As sondagens das eleições legislativas de Israel indicam que o partido Likud, de Benjamin Netanyahu, obtém 36 a 37 lugares no parlamento, de 120 deputados, contra 32 a 33 da formação Kahol Lavan (Azul e Branco), do seu rival Benny Gantz.

Netanyahu anunciou “uma grande vitória”, enquanto o principal rival, Beny Gantz, pediu para se esperar pelos resultados finais para saber se existe maioria parlamentar.

É uma vitória contra todas as probabilidades", declarou na segunda-feira à noite Netanyahu, perante centenas de apoiantes reunidos na sede de campanha.

"Conversei recentemente com todos os líderes das fações de direita. Faremos tudo para formar um amplo governo que seja bom para Israel", disse o líder do Likud (direita), acrescentando que as reuniões com os restantes partidos vão começar já esta terça-feira.

Por seu lado, numa sede de campanha quase vazia, Benny Gantz admitiu o desapontamento com os resultados eleitorais: “Partilho o sentimento de deceção e dor. Esperávamos outro resultado”.

Apesar disso, Gantz pediu para se esperar "pelos resultados finais, porque podem acabar por não ser diferentes dos de abril", quando Netanyahu venceu as eleições, mas depois falhou a tentativa de formar um governo, que iniciou o bloqueio político que dura até hoje.

O chefe da lista azul e branca referiu-se ainda ao julgamento que Netnayahu enfrentará em 17 de março, afirmando que "independentemente dos resultados das eleições, os processos criminais são decididos apenas na sala de audiências".

Essa situação judicial vai determinar, além dos resultados das eleições, se Netanyahu pode receber o mandato do presidente isaelita para formar governo.

Os palestinianos, já lamentaram a vitória dos defensores da “anexação”.

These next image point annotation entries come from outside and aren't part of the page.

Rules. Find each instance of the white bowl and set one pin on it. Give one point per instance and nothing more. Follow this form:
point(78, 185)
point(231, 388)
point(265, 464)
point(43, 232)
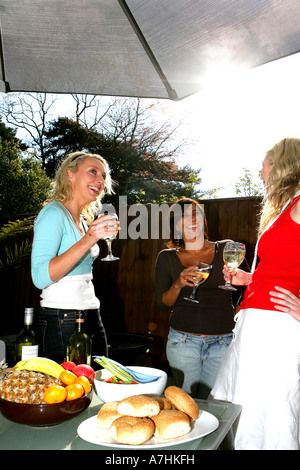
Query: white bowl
point(115, 392)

Os israelitas foram chamados às urnas pela terceira vez em menos de um ano, devido ao impasse que resultou dos escrutínios anteriores.

As previsões são de que, embora tenha ultrapassado Gantz, Netanyahu não consiga os 61 lugares, dos 120 do parlamento, necessários para formar um governo de coligação com os parceiros tradicionais, a extrema direita (Yamina, sete assentos) e partidos ultraortodoxos (SHAS e Judaísmo Unido da Torá, entre nove e sete).

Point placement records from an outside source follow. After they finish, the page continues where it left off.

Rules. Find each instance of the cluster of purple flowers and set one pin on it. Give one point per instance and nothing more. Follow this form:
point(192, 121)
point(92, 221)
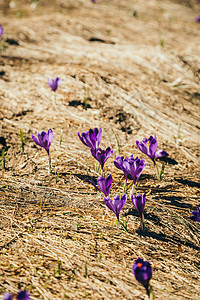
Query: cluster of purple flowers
point(130, 166)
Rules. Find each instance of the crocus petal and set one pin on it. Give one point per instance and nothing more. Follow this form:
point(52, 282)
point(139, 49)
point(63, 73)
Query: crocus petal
point(142, 271)
point(1, 30)
point(23, 295)
point(7, 296)
point(161, 153)
point(197, 19)
point(108, 203)
point(50, 134)
point(91, 138)
point(101, 155)
point(43, 139)
point(35, 140)
point(105, 184)
point(142, 147)
point(196, 215)
point(153, 148)
point(139, 202)
point(54, 84)
point(116, 205)
point(96, 187)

Desde as últimas eleições, Netanyahu tornou-se o único primeiro-ministro israelita em funções acusado de suborno, fraude e abuso de confiaça em três casos de corrupção, com o início do julgamento marcado para 17 de março.

O chefe do governo de Israel também esteve em Washington ao lado do presidente Donald Trump para a apresentação do plano de paz norte-americano para o conflito israelo-palestiniano, que considerou “histórico”. Reconhecendo Jerusalém como a “capital indivisível de Israel” e prevendo a anexação pelo Estado hebreu dos colonatos que criou na Cisjordânia ocupada desde 1967 e do vale do Jordão, o “plano Trump” foi rejeitado pelos palestinianos por dar sobretudo resposta a reivindicações israelitas.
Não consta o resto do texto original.